Szpital na peryferiach wydaje się taki jakiś smutny a wydarzenia toczą się nie pomyśli bohaterów.
Doszedłem do takiego wniosku ale potem sobie uzmysłowiłem, że takie jest po prostu. W życiu
też nie zawsze układa się wszystko pomyślnie jak my byśmy tego chcieli. To inne filmy
(większość) pokazuje inny obraz życia, świata z zakończeniem ,,Żyli długo i szczęśliwie''. Dlatego
zauważyłem różnicę po między innymi serialami i filmami gdy oglądałem ten serial. Twórcy tego
serialu przenieśli na szklany ekran szare jak beton życie. Rzadko kto podejmuje się tego
wyzwania. Brawo Czesi!!
Smutny to mało trafne słowo. Mnie wprowadził on w zadumę nad swoim życiem i nad tym jak ja reaguję na kryzysy i czy warto folgować emocjom, czy potem nie wstyd.
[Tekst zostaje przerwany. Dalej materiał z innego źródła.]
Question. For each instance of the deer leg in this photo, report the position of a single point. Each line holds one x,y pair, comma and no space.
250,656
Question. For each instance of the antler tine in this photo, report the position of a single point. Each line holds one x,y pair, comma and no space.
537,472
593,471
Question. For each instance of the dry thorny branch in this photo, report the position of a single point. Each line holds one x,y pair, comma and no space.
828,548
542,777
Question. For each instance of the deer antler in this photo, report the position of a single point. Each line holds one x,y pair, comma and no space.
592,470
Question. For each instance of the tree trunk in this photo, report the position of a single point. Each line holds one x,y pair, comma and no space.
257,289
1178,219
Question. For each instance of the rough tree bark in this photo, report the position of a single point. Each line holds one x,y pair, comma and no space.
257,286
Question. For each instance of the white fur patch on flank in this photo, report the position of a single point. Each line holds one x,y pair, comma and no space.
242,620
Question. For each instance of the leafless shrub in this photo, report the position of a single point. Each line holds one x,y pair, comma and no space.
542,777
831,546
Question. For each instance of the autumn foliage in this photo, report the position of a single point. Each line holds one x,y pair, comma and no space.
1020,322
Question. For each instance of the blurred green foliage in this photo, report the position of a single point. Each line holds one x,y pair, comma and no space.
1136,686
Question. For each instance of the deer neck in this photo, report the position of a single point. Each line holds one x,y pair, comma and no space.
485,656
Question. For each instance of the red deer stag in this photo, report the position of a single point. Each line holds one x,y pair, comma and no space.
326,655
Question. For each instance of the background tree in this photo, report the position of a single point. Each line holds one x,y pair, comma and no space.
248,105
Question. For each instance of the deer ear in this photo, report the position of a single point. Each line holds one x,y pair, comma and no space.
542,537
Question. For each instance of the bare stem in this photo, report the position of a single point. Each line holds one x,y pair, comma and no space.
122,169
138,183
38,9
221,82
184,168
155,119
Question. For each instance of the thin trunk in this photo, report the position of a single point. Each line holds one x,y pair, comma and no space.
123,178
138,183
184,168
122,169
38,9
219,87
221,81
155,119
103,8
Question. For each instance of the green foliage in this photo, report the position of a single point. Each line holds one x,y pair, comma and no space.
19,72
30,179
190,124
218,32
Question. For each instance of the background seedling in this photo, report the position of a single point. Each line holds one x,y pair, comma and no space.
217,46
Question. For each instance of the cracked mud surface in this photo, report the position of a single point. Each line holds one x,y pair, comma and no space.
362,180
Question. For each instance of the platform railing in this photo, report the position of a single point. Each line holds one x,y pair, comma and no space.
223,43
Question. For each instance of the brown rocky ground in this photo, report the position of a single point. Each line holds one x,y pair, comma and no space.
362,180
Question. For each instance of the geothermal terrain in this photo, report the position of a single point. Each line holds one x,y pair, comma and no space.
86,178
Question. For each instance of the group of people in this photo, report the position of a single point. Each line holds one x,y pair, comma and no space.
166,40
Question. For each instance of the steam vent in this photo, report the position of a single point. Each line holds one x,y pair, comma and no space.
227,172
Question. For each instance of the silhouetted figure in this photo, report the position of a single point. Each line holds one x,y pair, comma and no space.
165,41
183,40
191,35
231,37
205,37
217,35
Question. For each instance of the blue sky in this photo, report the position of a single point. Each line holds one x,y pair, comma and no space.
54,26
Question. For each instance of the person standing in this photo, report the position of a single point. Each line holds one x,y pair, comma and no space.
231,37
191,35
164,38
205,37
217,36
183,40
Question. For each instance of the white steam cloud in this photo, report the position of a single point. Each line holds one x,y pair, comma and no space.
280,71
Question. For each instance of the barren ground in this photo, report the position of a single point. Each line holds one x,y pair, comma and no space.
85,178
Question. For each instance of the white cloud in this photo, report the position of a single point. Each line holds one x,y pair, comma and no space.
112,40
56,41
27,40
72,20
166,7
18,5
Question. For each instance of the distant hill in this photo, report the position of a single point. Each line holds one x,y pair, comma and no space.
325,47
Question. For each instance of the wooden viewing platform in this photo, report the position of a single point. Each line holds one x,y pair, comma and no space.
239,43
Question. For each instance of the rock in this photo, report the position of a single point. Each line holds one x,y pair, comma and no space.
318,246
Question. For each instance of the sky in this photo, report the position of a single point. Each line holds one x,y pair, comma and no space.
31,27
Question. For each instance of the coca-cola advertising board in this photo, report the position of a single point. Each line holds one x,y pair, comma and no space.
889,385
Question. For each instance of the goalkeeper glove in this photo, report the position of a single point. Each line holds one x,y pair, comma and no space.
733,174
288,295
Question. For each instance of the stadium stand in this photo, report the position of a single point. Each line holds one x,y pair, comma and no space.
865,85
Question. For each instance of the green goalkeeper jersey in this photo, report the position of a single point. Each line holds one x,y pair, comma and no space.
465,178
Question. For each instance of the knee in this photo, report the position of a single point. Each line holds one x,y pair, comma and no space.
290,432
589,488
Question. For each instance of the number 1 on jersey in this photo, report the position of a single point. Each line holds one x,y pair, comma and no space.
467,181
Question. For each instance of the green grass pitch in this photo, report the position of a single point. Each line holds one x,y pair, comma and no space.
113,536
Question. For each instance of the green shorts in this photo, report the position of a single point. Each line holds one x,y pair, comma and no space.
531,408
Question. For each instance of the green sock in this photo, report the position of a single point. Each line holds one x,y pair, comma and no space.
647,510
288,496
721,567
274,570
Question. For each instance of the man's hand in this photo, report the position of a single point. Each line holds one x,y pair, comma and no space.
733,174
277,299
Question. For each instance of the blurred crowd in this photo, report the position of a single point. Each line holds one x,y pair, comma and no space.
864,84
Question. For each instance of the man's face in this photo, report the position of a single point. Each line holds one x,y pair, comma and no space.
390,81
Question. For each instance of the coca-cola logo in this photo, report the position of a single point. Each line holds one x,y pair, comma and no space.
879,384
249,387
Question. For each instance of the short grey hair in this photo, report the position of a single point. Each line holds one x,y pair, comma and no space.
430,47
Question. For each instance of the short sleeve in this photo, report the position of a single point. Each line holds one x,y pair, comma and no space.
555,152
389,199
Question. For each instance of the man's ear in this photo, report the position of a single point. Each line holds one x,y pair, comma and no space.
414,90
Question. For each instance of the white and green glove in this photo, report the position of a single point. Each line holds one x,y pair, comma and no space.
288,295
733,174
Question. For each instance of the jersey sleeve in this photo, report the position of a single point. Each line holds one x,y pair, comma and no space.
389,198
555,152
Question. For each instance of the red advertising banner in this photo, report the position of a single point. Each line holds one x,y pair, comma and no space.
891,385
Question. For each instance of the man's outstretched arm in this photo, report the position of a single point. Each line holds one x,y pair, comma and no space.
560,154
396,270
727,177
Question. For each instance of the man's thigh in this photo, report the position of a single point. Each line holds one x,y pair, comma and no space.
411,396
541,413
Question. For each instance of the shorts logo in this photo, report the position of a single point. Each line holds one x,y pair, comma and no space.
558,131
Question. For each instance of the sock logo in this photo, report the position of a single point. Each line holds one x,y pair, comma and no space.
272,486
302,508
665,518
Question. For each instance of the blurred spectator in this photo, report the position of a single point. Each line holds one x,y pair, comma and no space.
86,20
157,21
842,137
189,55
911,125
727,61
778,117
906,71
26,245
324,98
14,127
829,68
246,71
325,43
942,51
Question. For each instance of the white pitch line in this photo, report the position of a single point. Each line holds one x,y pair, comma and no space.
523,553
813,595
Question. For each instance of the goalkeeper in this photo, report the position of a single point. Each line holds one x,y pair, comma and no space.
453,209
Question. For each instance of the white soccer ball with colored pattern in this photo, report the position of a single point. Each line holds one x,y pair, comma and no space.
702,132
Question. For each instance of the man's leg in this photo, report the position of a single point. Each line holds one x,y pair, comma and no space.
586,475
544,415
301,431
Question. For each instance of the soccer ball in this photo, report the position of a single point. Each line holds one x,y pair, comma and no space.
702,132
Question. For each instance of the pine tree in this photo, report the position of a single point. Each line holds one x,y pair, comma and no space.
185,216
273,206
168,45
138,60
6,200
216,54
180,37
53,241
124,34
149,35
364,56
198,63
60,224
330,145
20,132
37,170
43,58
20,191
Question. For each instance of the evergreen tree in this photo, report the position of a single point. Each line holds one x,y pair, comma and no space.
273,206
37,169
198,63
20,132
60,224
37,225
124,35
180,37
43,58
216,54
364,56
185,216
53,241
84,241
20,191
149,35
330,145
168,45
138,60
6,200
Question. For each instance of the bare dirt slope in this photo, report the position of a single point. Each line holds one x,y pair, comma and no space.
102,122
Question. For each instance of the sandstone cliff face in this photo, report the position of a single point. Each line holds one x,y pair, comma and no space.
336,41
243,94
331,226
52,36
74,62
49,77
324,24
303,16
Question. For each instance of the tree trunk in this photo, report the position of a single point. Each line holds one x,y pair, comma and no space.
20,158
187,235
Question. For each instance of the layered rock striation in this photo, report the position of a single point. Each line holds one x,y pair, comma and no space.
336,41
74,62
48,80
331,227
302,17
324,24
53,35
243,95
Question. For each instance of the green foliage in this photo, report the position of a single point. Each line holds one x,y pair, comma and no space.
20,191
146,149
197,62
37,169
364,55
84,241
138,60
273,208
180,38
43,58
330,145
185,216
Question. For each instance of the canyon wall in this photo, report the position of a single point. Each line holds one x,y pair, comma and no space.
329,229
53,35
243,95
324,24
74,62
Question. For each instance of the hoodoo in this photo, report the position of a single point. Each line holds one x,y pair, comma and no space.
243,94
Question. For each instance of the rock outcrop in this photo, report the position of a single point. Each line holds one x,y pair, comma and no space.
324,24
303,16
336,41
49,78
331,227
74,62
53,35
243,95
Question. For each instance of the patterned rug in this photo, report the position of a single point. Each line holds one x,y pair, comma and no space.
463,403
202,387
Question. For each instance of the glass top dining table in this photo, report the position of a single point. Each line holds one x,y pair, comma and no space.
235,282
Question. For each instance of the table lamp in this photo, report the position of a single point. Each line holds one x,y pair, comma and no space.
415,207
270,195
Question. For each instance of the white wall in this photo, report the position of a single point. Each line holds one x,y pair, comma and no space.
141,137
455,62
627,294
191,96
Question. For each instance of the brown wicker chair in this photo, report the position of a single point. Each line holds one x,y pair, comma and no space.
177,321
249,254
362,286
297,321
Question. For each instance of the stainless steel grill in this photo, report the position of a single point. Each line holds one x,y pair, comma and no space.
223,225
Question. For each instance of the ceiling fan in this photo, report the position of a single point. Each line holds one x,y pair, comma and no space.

Myślę, że ten serial pomieszał kilka ówczesnych idei ale nie chcę tego rozwijać a chciałbym tylko zaznaczyć, że widać pozakościelną alternatywę wartości i moralności. Ponadto zawód lekarzy nie jest przypadkowy bo raczej chodziło tu o grupę zawodową i budowanie właściwych relacji pod ogromnym stresem, prywatnym poświęceniem i zagrożeniem życia. Dla mnie bohaterowie radzą sobie z problemami i odpowiedzialnością wynikającą ze stanowiska wprost genialnie (np. 36 letni ordynator) a sposób w jaki formułują problemy jest dla mnie wzorem. Nie wiem czy dziś w moim pokoleniu było by coś takiego możliwe w takim wieku.